Israeli ex-Minister Livni called off her planned visit to London after a Westminster magistrate issued an warrant for her arrest for her involvement in the planning of war crimes in Gaza. Like the verdicts of British juries that the Israeli Army murdered Tom Hurndall and journalist James Miller, previous arrest warrants for war crimes against Doron Almog, and the hurried exit of other Israeli generals, the latest UK magistrate's decision to issue an arrest warrant for an Israeli Government official on war crimes charges adds to the long-term build up of pressure for the British Government to break with its support for Israel.
 

For the moment, however, UK Foreign Minister David Miliband chose to "act with expediency to change the insufferable situation" where war criminals can be charged with war crimes. Livni had been due to address a London conference of the racist Jewish National Fund, whose sponsors include Gordon Brown and David Cameron, and Lib Dem Leader Nic Clegg.

Brown_livni
The legal provision to charge individuals who commit war crimes anywhere in the world when they set foot on UK soil was largely due to revulsion at Nazi mass killings during WWII and the determination to make sure they could not happen again. UN Judge Richard Goldstone last month attacked the Israeli sense of impunity in its commission of war crimes, due, Goldstone said, to unstinting Western support for Israeli aggression.

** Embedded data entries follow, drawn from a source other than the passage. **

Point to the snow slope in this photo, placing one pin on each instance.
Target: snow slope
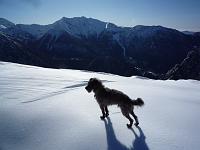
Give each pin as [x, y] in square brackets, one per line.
[44, 109]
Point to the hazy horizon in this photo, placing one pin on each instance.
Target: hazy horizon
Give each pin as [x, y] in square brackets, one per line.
[182, 15]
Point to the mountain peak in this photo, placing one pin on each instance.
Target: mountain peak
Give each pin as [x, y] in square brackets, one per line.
[4, 23]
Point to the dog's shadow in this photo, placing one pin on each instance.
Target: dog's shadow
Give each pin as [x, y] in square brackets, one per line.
[139, 142]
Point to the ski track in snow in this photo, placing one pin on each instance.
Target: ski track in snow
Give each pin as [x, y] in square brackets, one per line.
[50, 109]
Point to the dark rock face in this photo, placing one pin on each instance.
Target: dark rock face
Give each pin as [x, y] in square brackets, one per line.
[189, 68]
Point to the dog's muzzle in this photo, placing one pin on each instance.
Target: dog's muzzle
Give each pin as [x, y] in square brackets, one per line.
[88, 89]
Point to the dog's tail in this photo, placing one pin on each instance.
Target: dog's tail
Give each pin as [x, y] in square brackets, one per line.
[138, 102]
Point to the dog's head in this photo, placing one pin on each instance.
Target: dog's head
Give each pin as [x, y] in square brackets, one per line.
[93, 84]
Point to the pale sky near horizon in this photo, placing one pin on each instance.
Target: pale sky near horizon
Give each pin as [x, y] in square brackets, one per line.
[178, 14]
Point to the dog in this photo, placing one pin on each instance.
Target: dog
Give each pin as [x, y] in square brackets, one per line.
[106, 97]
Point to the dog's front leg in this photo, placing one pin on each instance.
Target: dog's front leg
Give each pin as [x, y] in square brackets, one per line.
[107, 112]
[103, 112]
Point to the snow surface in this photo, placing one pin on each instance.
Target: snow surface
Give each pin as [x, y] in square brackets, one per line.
[49, 109]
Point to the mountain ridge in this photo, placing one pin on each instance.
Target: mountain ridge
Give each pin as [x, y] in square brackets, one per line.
[86, 43]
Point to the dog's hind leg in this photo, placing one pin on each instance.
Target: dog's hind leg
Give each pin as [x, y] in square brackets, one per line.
[126, 114]
[135, 117]
[103, 112]
[107, 112]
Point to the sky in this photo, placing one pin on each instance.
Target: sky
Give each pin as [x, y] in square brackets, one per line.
[177, 14]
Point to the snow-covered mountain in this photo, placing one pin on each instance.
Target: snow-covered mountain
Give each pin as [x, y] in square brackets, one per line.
[5, 23]
[91, 44]
[50, 109]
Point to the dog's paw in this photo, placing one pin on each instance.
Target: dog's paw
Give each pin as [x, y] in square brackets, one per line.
[129, 126]
[102, 117]
[136, 124]
[107, 115]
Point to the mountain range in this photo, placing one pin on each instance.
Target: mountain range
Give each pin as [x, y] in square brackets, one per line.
[90, 44]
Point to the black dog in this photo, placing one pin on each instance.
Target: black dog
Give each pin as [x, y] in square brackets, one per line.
[106, 96]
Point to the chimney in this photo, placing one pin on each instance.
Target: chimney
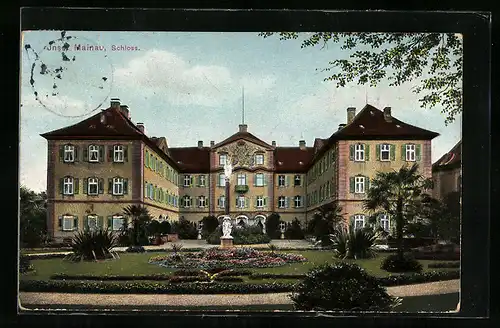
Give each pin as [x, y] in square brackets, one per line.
[115, 103]
[125, 110]
[387, 114]
[351, 112]
[141, 127]
[243, 128]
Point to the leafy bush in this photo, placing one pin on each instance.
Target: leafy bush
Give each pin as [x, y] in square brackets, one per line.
[146, 287]
[398, 263]
[444, 265]
[91, 245]
[341, 286]
[185, 229]
[350, 243]
[294, 230]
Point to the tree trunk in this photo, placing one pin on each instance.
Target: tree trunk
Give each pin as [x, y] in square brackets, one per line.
[399, 227]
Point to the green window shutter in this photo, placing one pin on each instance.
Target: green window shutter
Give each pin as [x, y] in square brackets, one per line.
[75, 223]
[101, 185]
[125, 186]
[77, 154]
[101, 153]
[61, 153]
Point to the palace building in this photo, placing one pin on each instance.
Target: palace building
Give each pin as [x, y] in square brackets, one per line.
[106, 162]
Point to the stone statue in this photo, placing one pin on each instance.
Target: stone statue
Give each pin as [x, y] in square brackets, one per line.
[226, 228]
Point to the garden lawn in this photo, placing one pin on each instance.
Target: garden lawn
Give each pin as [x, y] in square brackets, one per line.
[137, 264]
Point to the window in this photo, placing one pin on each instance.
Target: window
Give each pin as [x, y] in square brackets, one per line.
[242, 180]
[93, 186]
[281, 181]
[260, 201]
[93, 153]
[117, 186]
[259, 159]
[92, 222]
[187, 181]
[359, 185]
[359, 152]
[201, 201]
[259, 179]
[68, 223]
[222, 159]
[69, 153]
[281, 202]
[385, 152]
[384, 222]
[359, 221]
[241, 202]
[410, 153]
[298, 201]
[118, 153]
[68, 186]
[117, 222]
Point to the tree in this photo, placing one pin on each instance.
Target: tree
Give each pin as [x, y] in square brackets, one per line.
[140, 218]
[397, 194]
[33, 217]
[325, 221]
[433, 60]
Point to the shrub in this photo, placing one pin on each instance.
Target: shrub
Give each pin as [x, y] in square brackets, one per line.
[341, 286]
[444, 265]
[294, 230]
[398, 263]
[185, 229]
[350, 243]
[91, 245]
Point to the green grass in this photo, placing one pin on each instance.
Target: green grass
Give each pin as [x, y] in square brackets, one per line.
[137, 264]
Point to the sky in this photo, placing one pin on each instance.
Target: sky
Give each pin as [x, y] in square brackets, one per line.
[188, 87]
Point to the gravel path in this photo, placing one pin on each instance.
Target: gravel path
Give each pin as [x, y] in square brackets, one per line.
[441, 287]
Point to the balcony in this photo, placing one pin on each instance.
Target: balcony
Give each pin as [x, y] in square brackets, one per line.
[241, 188]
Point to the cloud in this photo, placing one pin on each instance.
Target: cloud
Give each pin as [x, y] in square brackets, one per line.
[163, 72]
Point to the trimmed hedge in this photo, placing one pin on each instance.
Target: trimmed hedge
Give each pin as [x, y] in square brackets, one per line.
[444, 265]
[151, 287]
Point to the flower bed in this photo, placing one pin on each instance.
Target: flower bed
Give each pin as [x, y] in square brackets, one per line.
[225, 259]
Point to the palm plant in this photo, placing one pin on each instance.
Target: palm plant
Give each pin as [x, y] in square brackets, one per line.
[139, 216]
[396, 194]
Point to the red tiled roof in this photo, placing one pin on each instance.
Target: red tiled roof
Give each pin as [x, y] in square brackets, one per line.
[192, 159]
[246, 136]
[451, 159]
[292, 159]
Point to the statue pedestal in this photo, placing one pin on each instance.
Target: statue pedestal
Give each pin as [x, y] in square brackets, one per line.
[226, 242]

Livni's office described her as "proud of all her decisions regarding Operation Cast Lead" and that, "the operation achieved its objectives to...restore Israel's deterrence capability."

How will Miliband force through a change in British law to protect Israeli "Pinochets"? If the Lib Dems support him, he might force it through Parliament very quickly. If they don't, he will have to find other means and, with opinion in Britain hardening against Israel as a result of its last massacre in Gaza, that move will provoke widespread opposition.

After all, Miliband has been promising the Israeli ethnic cleansers for a long time that he would sort this matter out to their satisfaction and he has failed to move on the matter because he knows the storm it could unleash to seek to undo a law designed to keep out mass murderers.

British support for Israeli crimes is consistent and long-standing. The UK Government's open interference in the British legal system to protect Israeli war criminals will be an issue on which Palestinian solidarity campaigners and human rights supporters need to force each elected politician to take a public stance and make each open supporter of Israeli war criminals pay a political price.